Read Luke 1: 39 -56
Advice - Do not expect that when this fourth and final session is concluded that every question which has been raised will have been answered or that every issue which has emerged in these discussions will have been resolved. The aim here, in other words, has been to articulate significant queries exposed by the passages from Luke concerning the topic of Advent and, thus, to offer an alternative to the superficial and commercialized versions of the Advent season which prevail in the culture and to the often trivialized and unbiblical treatment of Advent prevalent in many churches. So, if you finish this session with a mind bustling with issues, rather than a tidy list of answers, do not be discouraged, be heartened: the effort has been worthwhile. Persevere, in the last session, in practicing listening by hearing the entire text read aloud and then reviewing it sentence by sentence.

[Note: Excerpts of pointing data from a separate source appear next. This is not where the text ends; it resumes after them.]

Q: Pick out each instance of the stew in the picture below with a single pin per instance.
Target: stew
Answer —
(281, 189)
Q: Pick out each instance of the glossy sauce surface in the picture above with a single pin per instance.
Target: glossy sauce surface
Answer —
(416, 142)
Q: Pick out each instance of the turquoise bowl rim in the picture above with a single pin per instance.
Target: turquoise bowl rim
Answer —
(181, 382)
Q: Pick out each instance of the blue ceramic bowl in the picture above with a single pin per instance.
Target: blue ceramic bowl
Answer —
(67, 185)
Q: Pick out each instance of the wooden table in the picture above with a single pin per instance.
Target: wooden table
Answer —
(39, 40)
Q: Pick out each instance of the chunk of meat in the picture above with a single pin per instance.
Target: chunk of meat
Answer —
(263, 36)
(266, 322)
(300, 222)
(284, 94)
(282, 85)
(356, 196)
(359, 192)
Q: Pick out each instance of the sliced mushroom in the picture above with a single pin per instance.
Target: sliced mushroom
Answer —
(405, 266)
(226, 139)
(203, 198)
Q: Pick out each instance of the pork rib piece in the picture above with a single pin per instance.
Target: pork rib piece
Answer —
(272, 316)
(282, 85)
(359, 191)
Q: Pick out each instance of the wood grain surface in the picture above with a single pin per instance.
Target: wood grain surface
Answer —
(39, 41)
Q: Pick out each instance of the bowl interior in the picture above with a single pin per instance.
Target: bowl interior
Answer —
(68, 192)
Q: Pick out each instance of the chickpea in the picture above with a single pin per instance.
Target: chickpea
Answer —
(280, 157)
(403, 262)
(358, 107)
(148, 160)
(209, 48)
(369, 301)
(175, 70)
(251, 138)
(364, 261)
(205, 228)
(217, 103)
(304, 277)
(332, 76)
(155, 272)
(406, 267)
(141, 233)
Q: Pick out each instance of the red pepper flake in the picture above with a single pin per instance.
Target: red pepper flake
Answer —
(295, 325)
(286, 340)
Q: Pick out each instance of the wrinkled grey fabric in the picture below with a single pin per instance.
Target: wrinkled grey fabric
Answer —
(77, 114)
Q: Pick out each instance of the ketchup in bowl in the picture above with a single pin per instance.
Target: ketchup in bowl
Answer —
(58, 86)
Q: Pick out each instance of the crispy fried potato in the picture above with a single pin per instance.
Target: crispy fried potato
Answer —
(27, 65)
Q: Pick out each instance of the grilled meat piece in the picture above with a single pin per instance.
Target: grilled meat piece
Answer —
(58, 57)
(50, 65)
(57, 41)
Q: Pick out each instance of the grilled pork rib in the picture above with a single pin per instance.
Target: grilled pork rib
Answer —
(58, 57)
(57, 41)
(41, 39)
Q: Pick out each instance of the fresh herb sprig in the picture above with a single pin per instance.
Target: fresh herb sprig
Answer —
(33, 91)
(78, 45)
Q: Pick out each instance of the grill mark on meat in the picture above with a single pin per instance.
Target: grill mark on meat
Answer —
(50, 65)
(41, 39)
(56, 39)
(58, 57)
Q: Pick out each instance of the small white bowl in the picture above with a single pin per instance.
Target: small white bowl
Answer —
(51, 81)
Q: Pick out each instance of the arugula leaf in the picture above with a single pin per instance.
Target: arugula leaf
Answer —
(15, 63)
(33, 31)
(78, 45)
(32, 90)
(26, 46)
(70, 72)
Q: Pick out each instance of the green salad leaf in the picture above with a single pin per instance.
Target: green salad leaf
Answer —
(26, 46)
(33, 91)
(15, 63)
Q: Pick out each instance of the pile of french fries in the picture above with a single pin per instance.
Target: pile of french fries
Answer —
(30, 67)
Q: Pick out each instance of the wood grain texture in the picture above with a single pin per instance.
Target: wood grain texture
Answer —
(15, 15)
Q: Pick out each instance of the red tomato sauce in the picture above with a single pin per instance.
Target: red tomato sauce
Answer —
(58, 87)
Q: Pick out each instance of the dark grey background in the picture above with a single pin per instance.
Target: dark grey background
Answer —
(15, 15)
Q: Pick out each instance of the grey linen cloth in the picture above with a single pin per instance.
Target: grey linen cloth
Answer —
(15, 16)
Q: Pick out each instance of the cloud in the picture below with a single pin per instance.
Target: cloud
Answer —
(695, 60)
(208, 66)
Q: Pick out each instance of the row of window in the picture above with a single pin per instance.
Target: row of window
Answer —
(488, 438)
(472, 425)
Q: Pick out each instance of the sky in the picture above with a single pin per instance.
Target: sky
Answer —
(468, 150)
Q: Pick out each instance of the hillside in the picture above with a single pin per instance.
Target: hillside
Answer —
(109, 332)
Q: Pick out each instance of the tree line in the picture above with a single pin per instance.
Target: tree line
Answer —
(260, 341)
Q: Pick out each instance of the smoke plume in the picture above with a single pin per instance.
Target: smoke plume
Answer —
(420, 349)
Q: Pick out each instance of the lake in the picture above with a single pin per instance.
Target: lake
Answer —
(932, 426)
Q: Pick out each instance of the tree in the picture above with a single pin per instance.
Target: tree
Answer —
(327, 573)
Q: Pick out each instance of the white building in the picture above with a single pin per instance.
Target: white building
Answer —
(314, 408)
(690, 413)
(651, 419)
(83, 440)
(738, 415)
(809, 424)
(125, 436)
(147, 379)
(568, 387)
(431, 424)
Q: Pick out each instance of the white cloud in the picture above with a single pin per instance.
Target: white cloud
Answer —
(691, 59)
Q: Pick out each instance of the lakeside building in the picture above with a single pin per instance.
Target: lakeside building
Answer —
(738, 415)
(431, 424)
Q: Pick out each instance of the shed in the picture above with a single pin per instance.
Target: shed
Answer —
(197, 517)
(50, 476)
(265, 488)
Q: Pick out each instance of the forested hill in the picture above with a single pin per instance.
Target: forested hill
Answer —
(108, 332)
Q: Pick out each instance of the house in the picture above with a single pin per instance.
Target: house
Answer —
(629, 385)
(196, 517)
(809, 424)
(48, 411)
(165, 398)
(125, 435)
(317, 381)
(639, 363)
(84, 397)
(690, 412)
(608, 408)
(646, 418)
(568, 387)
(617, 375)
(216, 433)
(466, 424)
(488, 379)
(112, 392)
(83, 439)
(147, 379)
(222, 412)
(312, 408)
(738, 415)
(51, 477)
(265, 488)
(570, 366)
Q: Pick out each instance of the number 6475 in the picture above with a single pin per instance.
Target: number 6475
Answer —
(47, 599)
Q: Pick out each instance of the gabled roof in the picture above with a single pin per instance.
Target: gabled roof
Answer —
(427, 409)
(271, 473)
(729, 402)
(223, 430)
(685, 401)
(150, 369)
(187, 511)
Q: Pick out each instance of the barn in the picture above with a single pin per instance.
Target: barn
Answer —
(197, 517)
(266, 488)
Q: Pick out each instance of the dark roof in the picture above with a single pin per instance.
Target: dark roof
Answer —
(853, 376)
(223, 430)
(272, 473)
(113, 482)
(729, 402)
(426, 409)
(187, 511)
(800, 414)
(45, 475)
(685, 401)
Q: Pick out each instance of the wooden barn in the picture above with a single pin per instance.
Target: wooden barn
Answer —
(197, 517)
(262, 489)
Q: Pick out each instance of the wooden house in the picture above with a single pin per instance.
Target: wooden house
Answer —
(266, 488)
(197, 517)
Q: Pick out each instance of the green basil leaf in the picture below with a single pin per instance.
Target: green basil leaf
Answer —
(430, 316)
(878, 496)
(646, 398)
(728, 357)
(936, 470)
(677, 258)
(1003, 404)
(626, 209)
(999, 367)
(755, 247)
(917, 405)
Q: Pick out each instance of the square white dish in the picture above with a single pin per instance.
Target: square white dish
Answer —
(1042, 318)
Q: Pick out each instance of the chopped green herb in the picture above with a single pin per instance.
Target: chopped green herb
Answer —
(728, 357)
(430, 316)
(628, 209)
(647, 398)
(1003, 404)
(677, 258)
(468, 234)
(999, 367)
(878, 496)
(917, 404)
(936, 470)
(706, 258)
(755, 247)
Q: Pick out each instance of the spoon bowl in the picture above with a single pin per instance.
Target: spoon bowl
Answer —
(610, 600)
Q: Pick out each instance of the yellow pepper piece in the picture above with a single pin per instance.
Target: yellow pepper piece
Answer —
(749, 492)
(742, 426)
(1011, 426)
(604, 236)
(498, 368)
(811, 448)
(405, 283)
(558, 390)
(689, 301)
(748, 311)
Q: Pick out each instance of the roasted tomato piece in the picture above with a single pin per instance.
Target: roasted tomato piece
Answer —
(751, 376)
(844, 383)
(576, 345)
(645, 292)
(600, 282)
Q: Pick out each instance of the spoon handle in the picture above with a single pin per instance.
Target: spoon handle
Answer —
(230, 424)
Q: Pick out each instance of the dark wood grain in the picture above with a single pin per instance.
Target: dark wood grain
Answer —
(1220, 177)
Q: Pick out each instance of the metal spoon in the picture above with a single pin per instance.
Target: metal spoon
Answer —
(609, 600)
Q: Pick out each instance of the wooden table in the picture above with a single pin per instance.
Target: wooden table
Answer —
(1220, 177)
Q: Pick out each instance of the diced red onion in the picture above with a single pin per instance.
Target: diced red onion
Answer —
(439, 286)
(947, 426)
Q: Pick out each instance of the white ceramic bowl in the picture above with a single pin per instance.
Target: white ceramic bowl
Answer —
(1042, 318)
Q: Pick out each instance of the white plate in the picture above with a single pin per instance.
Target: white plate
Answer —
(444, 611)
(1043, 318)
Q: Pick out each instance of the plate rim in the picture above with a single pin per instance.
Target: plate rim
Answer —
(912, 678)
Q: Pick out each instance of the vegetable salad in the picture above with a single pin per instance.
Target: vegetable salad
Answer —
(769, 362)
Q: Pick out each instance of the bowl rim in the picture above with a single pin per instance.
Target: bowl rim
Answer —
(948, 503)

Comment - The story of Mary's visit to the mother of John the Baptist, and the attribution of the Magnificat to her, is another traditional Advent text which may be so familiar that it is easily overlooked how explicitly it emphasizes the politics of both Advents. Keep rereading it and notice its political statements. "He has put down the mighty from their thrones, and exalted those of low degree; he has filled the hungry with good things, and the rich he has sent empty away." (Luke 1 52-53; see l Sam. 2:1-10). Moreover, in the final verses of the Magnificat it seems clear that the destiny of the nation is the particular political matter involved.
Since the ministries of John the Baptist and of Jesus are, as became evident in earlier texts studied, so intertwined, this may be an appropriate place to read the remainder of this first chapter of Luke, concerning the birth of John the Baptist. (See Luke 1:57 80). How is the auspicious birth of John related to the coming of Jesus?
Consider, also, the obvious political character of other events associated with or proximate to the birth of Jesus. This is often overlooked because the manger scene is recalled and represented in the culture as if it were some quaint pastoral scape, what with hay and sheep and so on. Yet stop to think that the census to which Mary and Joseph submitted was a surveillance, the homage of the Magi acknowledged the status of Jesus as Lord and King, while Herod, frantic about the birth, sought to assassinate the child. This is no quiet, simple, politically innocuous event; it is a cosmic happening. In the first Advent, Christ the Lord comes into the world, in the next Advent, Christ the Lord comes as judge of the world, and all the world's thrones and pretenders, regimes and presidencies, principalities and authorities, in vindication of the reign of the Word of God in history. That is the truth, which the world hates, which biblical people bear and by which they live as the Church in the world in the time between the two Advents.